50 years ago this month The Beatles released a song that marked a major turning point for the young band. “From Me to You” was the tune that convinced producer George Martin that The Beatles were destined to be great—and deserved his full attention.
The record became the group's first #1 hit in Britain. (Their previous single, “Please Please Me,” made it to #2.) It also happened to be the first key change in a Beatles' composition, a sophisticated songwriting trick (for a rock & roll band) that would later become part of their aural brand. For music critics paying attention in Britain, the song served notice that these Liverpool rockers were breaking new ground in popular music. They were defiantly original, passionately engaged, and dramatically distinct. (Think there’s a business lesson in there somewhere?)

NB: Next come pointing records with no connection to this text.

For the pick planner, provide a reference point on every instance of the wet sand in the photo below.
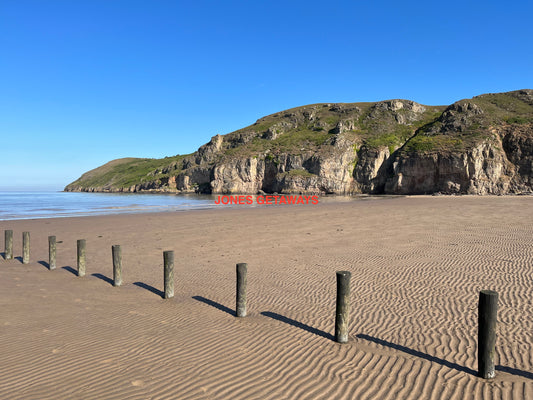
(417, 266)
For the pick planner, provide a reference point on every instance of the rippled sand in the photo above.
(417, 266)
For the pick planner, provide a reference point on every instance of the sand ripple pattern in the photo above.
(417, 266)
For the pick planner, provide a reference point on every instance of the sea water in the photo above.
(30, 205)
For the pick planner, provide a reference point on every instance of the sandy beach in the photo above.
(417, 265)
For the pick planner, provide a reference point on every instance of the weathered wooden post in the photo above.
(343, 306)
(117, 265)
(487, 317)
(81, 257)
(240, 310)
(168, 258)
(8, 244)
(25, 247)
(51, 252)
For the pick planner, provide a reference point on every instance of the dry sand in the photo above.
(417, 266)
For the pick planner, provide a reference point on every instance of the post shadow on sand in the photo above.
(150, 288)
(514, 371)
(419, 354)
(70, 269)
(509, 370)
(104, 278)
(215, 304)
(44, 264)
(298, 324)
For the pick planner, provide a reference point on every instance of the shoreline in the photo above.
(417, 266)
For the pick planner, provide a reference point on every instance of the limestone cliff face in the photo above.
(480, 146)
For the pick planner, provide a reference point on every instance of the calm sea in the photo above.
(29, 205)
(26, 205)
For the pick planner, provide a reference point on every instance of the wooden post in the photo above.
(81, 257)
(8, 244)
(25, 247)
(343, 306)
(51, 252)
(117, 265)
(240, 310)
(487, 317)
(168, 258)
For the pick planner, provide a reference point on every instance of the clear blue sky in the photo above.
(85, 82)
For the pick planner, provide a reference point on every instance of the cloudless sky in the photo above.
(85, 82)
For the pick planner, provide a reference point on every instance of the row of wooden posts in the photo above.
(487, 306)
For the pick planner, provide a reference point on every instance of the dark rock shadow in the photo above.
(44, 264)
(298, 324)
(104, 278)
(215, 304)
(419, 354)
(71, 270)
(150, 288)
(514, 371)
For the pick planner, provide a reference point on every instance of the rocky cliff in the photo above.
(482, 145)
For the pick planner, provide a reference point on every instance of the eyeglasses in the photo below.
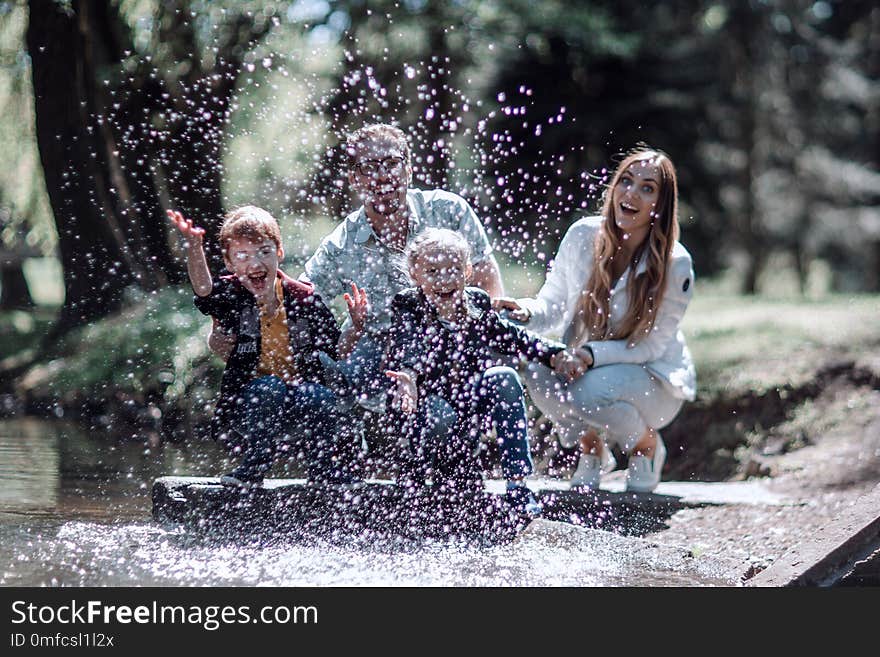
(372, 167)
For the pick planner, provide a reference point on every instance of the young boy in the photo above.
(271, 386)
(448, 388)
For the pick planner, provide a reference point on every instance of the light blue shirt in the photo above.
(353, 254)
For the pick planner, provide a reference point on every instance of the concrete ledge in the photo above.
(833, 552)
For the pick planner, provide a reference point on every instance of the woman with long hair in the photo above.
(616, 291)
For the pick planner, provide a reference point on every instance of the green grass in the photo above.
(759, 343)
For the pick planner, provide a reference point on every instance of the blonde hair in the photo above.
(645, 291)
(249, 222)
(434, 239)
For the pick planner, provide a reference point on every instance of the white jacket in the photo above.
(663, 352)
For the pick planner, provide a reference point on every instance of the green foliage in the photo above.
(742, 343)
(155, 347)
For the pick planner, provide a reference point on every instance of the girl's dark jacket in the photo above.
(311, 328)
(451, 362)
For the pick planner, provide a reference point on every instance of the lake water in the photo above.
(75, 510)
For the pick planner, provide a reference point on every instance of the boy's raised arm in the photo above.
(196, 263)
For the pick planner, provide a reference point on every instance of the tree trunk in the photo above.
(97, 267)
(14, 292)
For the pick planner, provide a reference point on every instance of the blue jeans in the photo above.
(269, 410)
(440, 434)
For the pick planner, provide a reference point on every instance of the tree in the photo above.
(121, 128)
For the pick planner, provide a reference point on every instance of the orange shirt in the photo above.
(276, 357)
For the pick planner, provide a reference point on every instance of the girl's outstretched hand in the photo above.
(192, 233)
(358, 306)
(515, 311)
(568, 364)
(406, 393)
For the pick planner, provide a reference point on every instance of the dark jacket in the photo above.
(311, 328)
(450, 362)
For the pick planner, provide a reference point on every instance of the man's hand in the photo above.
(219, 342)
(515, 311)
(358, 307)
(405, 395)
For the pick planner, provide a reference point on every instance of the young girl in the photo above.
(617, 291)
(442, 358)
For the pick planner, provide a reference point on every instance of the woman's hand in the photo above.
(193, 234)
(515, 311)
(406, 394)
(568, 364)
(585, 355)
(358, 307)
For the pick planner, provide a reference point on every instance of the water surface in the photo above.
(75, 511)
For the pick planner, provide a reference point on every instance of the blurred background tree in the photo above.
(768, 107)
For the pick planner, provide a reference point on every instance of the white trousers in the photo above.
(620, 401)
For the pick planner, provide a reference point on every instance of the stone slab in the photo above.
(831, 553)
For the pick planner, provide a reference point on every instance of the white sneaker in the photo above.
(588, 472)
(643, 474)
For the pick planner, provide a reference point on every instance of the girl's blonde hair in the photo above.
(645, 291)
(432, 239)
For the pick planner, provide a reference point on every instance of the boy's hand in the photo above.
(358, 306)
(219, 342)
(568, 365)
(405, 394)
(515, 311)
(192, 233)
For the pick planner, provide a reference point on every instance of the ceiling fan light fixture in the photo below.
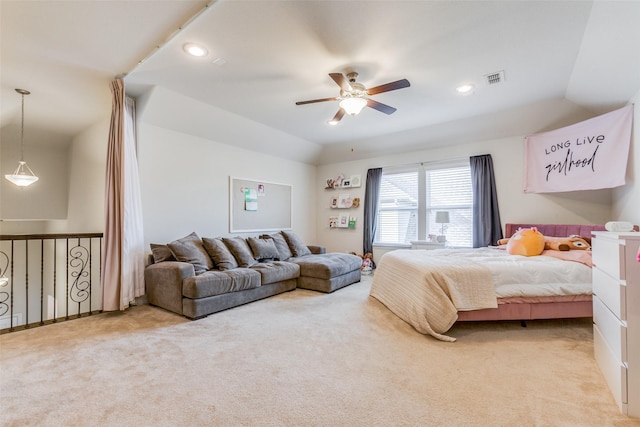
(353, 105)
(466, 89)
(195, 49)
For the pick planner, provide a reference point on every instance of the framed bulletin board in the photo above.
(259, 206)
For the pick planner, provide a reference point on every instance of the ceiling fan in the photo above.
(353, 96)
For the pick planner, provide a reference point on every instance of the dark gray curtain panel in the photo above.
(487, 229)
(371, 201)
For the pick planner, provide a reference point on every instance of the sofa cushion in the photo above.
(277, 271)
(161, 253)
(240, 250)
(189, 249)
(284, 253)
(263, 249)
(216, 282)
(220, 254)
(327, 266)
(297, 246)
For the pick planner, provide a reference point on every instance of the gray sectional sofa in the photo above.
(196, 277)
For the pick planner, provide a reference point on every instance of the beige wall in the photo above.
(185, 184)
(584, 207)
(626, 200)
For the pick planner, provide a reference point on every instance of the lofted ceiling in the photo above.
(266, 55)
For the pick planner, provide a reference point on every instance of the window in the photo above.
(410, 198)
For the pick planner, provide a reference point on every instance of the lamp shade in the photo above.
(353, 106)
(442, 217)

Here’s Walk Off the Earth’s take on the tune, adding their own innovative spin to it.
Singer Del Shannon—who always had an eye for talent and would later produce musical acts of his own—heard The Beatles perform “From Me to You” at the Albert Hall in April 1963 and released a version of the song two months later in the US, becoming the first performer to dent the American charts with a Beatles’ tune. The Fab Four themselves could not achieve that feat for another six months.
For those taking notes, “From Me to You” was one of the few Beatles' songs that was co-written by John Lennon and Paul McCartney side by side, “eyeball to eyeball.” Usually John or Paul would write the song by himself—though it would always be a joint credit. Occasionally one would write most of the song and toss it to the other to finish. But a few were co-written real time, such as “She Loves You” and “I Want to Hold Your Hand.”
Yes, reading this blog may actually help you ace that History of Pop Music exam.